I have been using Let's Encrypt on a few domains for a couple of months now, and it generally has been working. I was going through renewing the certs, and for one of the domains I get the following error message (in the returned JSON object at challenges[1].error.detail):

DNS problem: query timed out looking up CAA for [somedomain.com]

I tried looking up the error, but even Google found zero results (as of this writing). For the naysayers: Yes, this domain (exactly as shown in the error message) is valid and fully accessible and pingable from afar.

There is an important predicament (clue) here, however, as to why this condition has sprung up. I had the settings for this domain set to redirect all traffic to HTTPS when I first tried renewing this particular domain. It seems that LE tried accessing the server at the HTTPS and failed. Since then I have changed the server settings so that the domain is not redirected to HTTPS for the acme-challenge folder. The problem seems to be that LE is remembering that a previous request was redirected, and now it does not want to access the HTTP URL instead. The challenges[1].validationRecord has two entries, one at [0] for HTTP and one at [1] for HTTPS, so clearly LE is aware that the server can be accessed at the HTTP address as well. Moreover, I can access the validation check file (on the domain in question) at the URL as given in challenges[1].validationRecord[0].url just fine without any issues.

My question is: How do I make LE forget that I tried requesting a cert while having the server set to redirect all traffic to HTTPS? Hence, how do I make LE use the HTTP URL instead?


Solution 1:

Let's Encrypt doesn't keep track of previous redirects. You can either use the HTTP or HTTPs version for validation.

Your error highlights a different problem

DNS problem: query timed out looking up CAA for [somedomain.com]

The validation system was not able to complete a DNS lookup of the domain.

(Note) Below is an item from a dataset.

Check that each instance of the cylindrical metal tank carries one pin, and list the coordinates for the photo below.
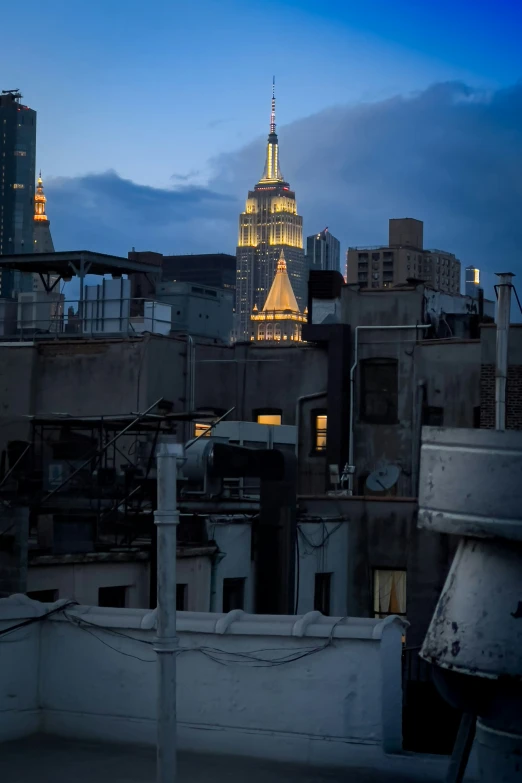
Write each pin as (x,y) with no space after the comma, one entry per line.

It may be possible that the DNS provider you are using had some problem, or that the route between Let's Encrypt servers and your server had some network issue.

This is a similar problem, described on the official LE community forum.

I think the problem is on the DN look-up step. There is no CAA record. Somehow it took very long time for domain name server to respond. Here are some results Osiris sent to me. He mentioned that getting ip is fast, but 'one but last step is often quite slow'. Slowness could be the reason for failing at CAA checking step.

and

Based on the original error and those times, it's very likely there are some problems with the DNS servers you're using or the route to them from Let's Encrypt's data center, and it's causing timeouts.

Investigate your DNS settings, and if the lookup is successful retry to submit the certificate request after some time.